Histograms and scatterplots are great methods of visualizing data and the relationship between variables, but recently I have been wondering about what visualization techniques I am missing. What do you think is the most underused type of plot?
Answers should:
- Not be very commonly used in practice.
- Be understandable without a great deal of background discussion.
- Be applicable in many common situations.
- Include reproducible code to create an example (preferably in R). A linked image would be nice.
Check out Edward Tufte's work and especially this book
You can also try and catch his travelling presentation. It's quite good and includes a bundle of four of his books. (i swear i don't own his publisher's stock!)
By the way, i like his sparkline data visualization technique. Surprise! Google's already written it and put it out on Google Code
Mosaic plots seem to me to meet all four criteria mentioned. There are examples in r, under mosaicplot.

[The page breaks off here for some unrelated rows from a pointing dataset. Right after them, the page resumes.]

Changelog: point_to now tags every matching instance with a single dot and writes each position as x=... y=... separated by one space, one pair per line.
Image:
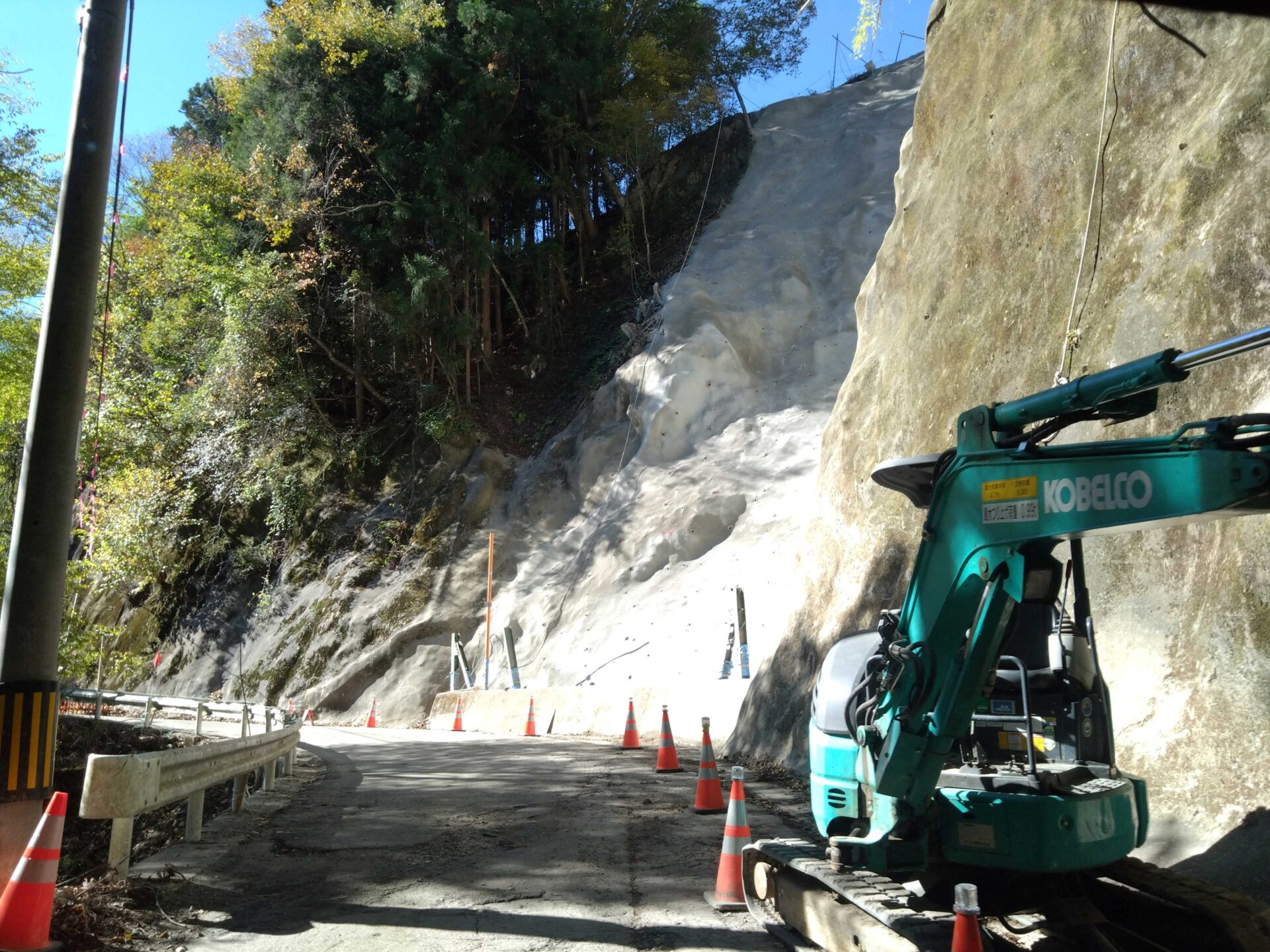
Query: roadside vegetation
x=379 y=220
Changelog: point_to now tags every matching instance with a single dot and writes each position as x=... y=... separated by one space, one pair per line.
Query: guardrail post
x=121 y=848
x=194 y=818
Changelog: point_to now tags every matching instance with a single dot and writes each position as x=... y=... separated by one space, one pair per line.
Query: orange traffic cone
x=667 y=757
x=966 y=928
x=530 y=731
x=630 y=739
x=27 y=904
x=709 y=790
x=459 y=716
x=730 y=894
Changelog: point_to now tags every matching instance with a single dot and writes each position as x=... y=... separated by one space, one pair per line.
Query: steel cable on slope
x=1068 y=340
x=630 y=418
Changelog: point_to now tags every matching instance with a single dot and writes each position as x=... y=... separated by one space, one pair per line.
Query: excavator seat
x=1032 y=636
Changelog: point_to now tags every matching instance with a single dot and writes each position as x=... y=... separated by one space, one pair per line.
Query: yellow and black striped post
x=28 y=719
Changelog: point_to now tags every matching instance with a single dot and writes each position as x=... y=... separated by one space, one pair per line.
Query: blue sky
x=171 y=40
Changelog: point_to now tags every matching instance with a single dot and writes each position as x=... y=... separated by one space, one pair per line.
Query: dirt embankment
x=92 y=913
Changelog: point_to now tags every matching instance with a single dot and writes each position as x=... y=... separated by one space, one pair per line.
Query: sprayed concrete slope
x=628 y=582
x=614 y=583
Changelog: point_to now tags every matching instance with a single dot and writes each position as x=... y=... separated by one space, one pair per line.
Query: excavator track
x=879 y=900
x=793 y=891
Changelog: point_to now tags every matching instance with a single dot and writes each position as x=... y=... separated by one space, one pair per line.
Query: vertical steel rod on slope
x=32 y=612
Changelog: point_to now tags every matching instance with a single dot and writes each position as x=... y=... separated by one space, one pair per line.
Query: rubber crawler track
x=1245 y=920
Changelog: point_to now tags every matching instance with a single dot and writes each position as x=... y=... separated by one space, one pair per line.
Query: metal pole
x=101 y=664
x=489 y=601
x=509 y=641
x=32 y=612
x=454 y=663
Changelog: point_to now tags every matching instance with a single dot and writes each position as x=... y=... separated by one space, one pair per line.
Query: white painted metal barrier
x=200 y=706
x=121 y=786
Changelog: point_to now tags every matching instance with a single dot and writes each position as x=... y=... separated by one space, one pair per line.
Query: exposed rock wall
x=968 y=302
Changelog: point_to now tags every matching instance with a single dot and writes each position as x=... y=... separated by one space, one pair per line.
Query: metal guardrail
x=118 y=787
x=153 y=702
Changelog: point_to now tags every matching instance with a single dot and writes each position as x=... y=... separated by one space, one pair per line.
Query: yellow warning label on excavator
x=1017 y=488
x=1017 y=740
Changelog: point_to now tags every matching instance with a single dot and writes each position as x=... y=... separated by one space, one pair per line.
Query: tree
x=28 y=200
x=760 y=38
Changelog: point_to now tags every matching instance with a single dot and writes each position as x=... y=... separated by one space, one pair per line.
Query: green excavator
x=968 y=738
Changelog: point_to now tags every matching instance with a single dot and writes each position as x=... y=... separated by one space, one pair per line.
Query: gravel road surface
x=429 y=840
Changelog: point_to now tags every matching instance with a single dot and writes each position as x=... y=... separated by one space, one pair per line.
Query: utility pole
x=32 y=614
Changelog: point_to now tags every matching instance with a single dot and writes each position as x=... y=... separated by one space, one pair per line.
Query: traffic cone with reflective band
x=27 y=904
x=530 y=730
x=630 y=739
x=966 y=928
x=459 y=716
x=709 y=790
x=730 y=894
x=667 y=757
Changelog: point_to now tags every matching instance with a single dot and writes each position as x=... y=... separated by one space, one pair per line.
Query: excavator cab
x=1032 y=783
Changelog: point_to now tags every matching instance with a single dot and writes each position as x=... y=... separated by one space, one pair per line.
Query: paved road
x=427 y=840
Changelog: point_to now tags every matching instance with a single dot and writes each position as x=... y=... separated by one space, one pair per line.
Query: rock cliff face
x=968 y=302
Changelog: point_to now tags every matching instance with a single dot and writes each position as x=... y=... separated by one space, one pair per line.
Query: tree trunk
x=352 y=372
x=498 y=317
x=487 y=337
x=743 y=110
x=359 y=372
x=468 y=339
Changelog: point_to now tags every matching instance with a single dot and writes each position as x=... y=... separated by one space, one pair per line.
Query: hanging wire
x=1072 y=333
x=106 y=310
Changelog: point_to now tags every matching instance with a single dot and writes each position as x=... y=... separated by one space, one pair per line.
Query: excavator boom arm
x=991 y=507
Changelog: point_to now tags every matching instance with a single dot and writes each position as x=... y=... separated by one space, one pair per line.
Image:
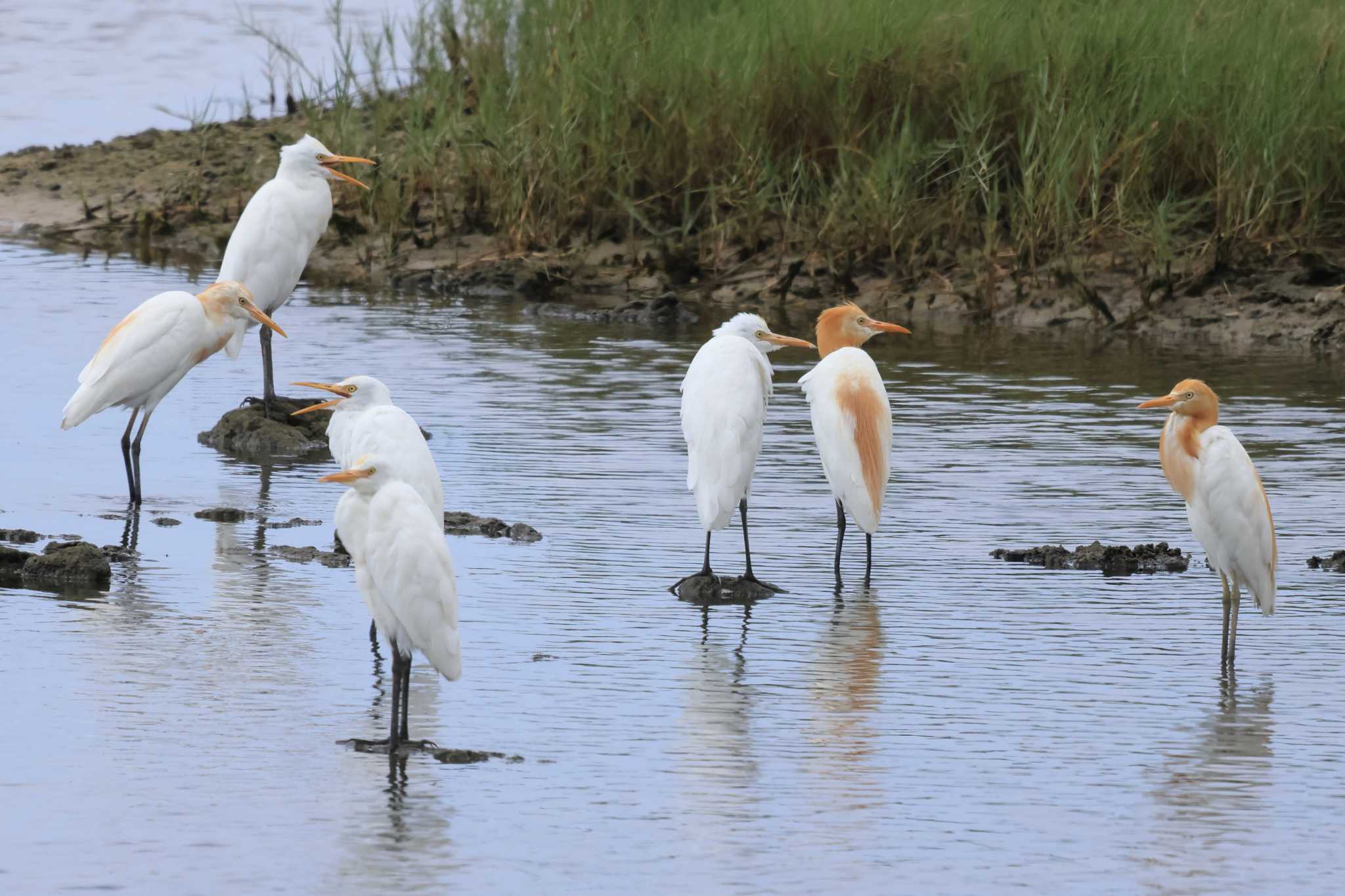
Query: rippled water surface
x=962 y=726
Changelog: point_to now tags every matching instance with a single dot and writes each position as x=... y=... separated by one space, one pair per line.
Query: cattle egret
x=404 y=572
x=1225 y=501
x=724 y=399
x=852 y=419
x=278 y=228
x=152 y=349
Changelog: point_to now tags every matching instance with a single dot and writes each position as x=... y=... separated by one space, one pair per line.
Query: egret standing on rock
x=852 y=419
x=724 y=399
x=404 y=572
x=152 y=349
x=278 y=228
x=1225 y=501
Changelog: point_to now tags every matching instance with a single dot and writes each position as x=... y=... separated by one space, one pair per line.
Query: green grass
x=898 y=132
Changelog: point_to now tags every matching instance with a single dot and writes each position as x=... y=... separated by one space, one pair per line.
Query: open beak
x=1165 y=400
x=345 y=476
x=787 y=340
x=330 y=161
x=264 y=320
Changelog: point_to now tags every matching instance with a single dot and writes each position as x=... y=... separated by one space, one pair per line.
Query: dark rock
x=463 y=523
x=722 y=589
x=221 y=515
x=248 y=431
x=69 y=562
x=1334 y=563
x=291 y=523
x=309 y=555
x=1111 y=559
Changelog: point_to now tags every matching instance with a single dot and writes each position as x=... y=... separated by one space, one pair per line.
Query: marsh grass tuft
x=871 y=132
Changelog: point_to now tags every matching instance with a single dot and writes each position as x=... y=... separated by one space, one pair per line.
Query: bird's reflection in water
x=847 y=689
x=720 y=758
x=1211 y=792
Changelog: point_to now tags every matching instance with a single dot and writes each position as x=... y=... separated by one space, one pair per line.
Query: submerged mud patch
x=250 y=433
x=1111 y=559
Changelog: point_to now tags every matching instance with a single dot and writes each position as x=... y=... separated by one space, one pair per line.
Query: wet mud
x=463 y=523
x=250 y=433
x=1111 y=559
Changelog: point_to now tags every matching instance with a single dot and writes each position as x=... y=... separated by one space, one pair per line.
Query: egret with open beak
x=278 y=228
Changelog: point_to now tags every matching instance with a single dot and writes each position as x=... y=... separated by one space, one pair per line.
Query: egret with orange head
x=1225 y=501
x=152 y=349
x=852 y=419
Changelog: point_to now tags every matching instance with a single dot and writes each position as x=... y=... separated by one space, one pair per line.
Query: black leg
x=395 y=731
x=747 y=547
x=125 y=454
x=839 y=536
x=268 y=393
x=135 y=454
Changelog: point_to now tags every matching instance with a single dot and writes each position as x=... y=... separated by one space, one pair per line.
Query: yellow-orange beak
x=787 y=340
x=1164 y=400
x=330 y=161
x=264 y=320
x=346 y=476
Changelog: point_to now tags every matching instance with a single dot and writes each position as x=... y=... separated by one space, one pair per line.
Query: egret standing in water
x=152 y=349
x=404 y=572
x=278 y=228
x=852 y=419
x=1225 y=501
x=724 y=399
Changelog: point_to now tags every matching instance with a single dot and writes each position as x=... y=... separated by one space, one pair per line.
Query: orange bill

Summary plots? Like mentioned in this page:
Visualizing Summary Statistics and Uncertainty
Horizon graphs (pdf), for visualising many time series at once.
Parallel coordinates plots (pdf), for multivariate analysis.
Association and mosaic plots, for visualising contingency tables (see the vcd package)
I really like dotplots and find when I recommend them to others for appropriate data problems they are invariably surprised and delighted. They don't seem to get much use, and I can't figure out why.
Here's an example from Quick-R:
I believe Cleveland is most responsible for the development and promulgation of these, and the example in his book (in which faulty data was easily detected with a dotplot) is a powerful argument for their use. Note that the example above only puts one dot per line, whereas their real power comes with you have multiple dots on each line, with a legend explaining which is which. For instance, you could use different symbols or colors for three different time points, and thence easily get a sense of time patterns in different categories.
In the following example (done in Excel of all things!), you can clearly see which category might have suffered from a label swap.
Regarding sparkline and other Tufte idea, the YaleToolkit package on CRAN provides functions
sparkline
andsparklines
.Another package that is useful for larger datasets is hexbin as it cleverly 'bins' data into buckets to deal with datasets that may be too large for naive scatterplots.